Protests against the National Guard in Washington, D.C., illustrate the dangers of hyper-partisanship.
Train stations are usually synonymous with movement. But in recent days, Union Station in Washington, D.C., has seemed more static.
On Columbus Circle outside the station entrance, the National Guard, deployed by President Trump to combat crime in the district, are scattered about in groups. The vagrants who usually roam the exterior asking for money or raving incoherently have been dispersed. Now, the soldiers have little to do besides stand and observe their surroundings through sunglasses, occasionally taking questions or absorbing abuse from passersby. Two Humvees flank Columbus Fountain, the circle’s grand centerpiece. Families stop to stare at the tableau and pose for pictures with the troops. The air is alive with the typical bustle of a transport hub, but there are no scenes of disorder.
The guardsmen aren’t the only ones occupying the circle. A commune of sorts has formed beside them, composed of protesters who fall somewhere between Yippies and the similarly unwashed radicals of Occupy Wall Street. They have erected marquee tents and filled them with enough supplies to sustain a monthslong demonstration — whiteboards, stickers, snacks, water bottles. The tents are adorned with protest signs that range from the prosaic — “Resist,” “Impeach Convict Remove” — to the more elaborately profane — “You really wanna clean up crime?! Start with that orange sh**stain in our White House.” More are being crafted by a greasy-haired group at a long table. Its members include an elderly hippie couple and a young woman in a battle jacket. Alongside the standard progressive slogans, she has emblazoned it with a pentagram.

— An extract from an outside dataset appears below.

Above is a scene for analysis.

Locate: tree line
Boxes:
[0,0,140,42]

Like the troops, these protesters are largely immobile. They linger by their tents and wait for curious bystanders to approach them. There’s one striking exception, however: a man clad in an orange hi-vis jacket, baseball cap, punk rock T-shirt, and cargo shorts. He’s perched on the edge of the fountain, dancing back and forth to Talking Heads songs that blare from a portable speaker beside him. As “This Must Be the Place (Naive Melody)” and “Once in a Lifetime” play, he clutches two metal flag poles and bangs them together in time with the music. Between the poles are an inverted American flag and a white banner with text crudely scrawled in black and red: “Trump + Epstein Putin BFForever.”
The man behind this bizarre display is an ironworker from Allentown, Pa. This isn’t the first time he has abandoned his work and traveled to Washington to protest Trump’s agenda. “I’ve been down here a bunch of times,” he tells me while puffing on a marijuana joint. The National Guard deployment was simply the latest in a line of offenses that demanded retaliation. “Every other thing was the last straw. I’m ready for it to pop off. Resistance. Just be ready.”
What does dancing to the Talking Heads have to do with opposing the government? The answer isn’t terribly clear. “It’s just the way I work,” he says. “I don’t know. I just know when to emphasize points.” How long his protest will continue is also uncertain. But as long as his car isn’t towed, he can stick around comfortably. “There’s no set schedule or plan. I have a shady spot down the street that I already got. . . . [It’s] where I slept last night, too, for just a couple hours. . . . I already got my first $30 ticket on it. If that’s all for the day, that’s a good deal.”
His fellow protesters have adopted a similarly crunchy approach to accommodation. “We actually have a crowdsourced Airbnb for a bunch of us,” says Jake, a spokesman for those who are camped out at the station. “So a kind of communal living situation where we take care of each other. Completely grassroots funded.” He and many of his companions arrived in April, and they have no intention of ending their “24/7 occupation” anytime soon.
“As long as the fight is viable,” Jake says, “I’m going to be out here trying to spur this country into standing up to [Trump]. . . . I dropped everything to be out here, because this is too important.” Originally from San Diego, he has found a greater purpose than full-time employment. “I’m going to do everything in my power to . . . get back to being a decent country, get rid of systemic racism that [Trump’s] applying right now, and stand up for the people that can’t stand up for themselves.”
Another protester is a high school student from Maryland. She has left her studies on the first day of a new academic year to join the group, though she probably won’t stay long. For now, she’s fighting such universally recognized issues as the “economic racism that’s happening in this country due to AI.”
To these protesters, engaging with a commune for months on end is a version of fulfillment. In a moment ruled by tribalism, even the silliest of political displays can take on outsized importance to those involved if they feel they are making progress in the endless war against the other side. One of the dangers, of course, is that the possibility of dialogue across partisan lines becomes ever more remote.
That protester dancing on a monument in an orange vest? Prior to 2025, he tells me, he had “the most minimal” of political discussions with friends and co-workers. Now, he admits that he “can’t shut up.” Politics, he says, is “a wedge in my family and . . . with guys I work with.” The guardsmen, he continues, “feel like guys I could work with.” “I guarantee I relate to these guys a lot.” But it’s doubtful that he’ll be sharing a beer with them anytime soon.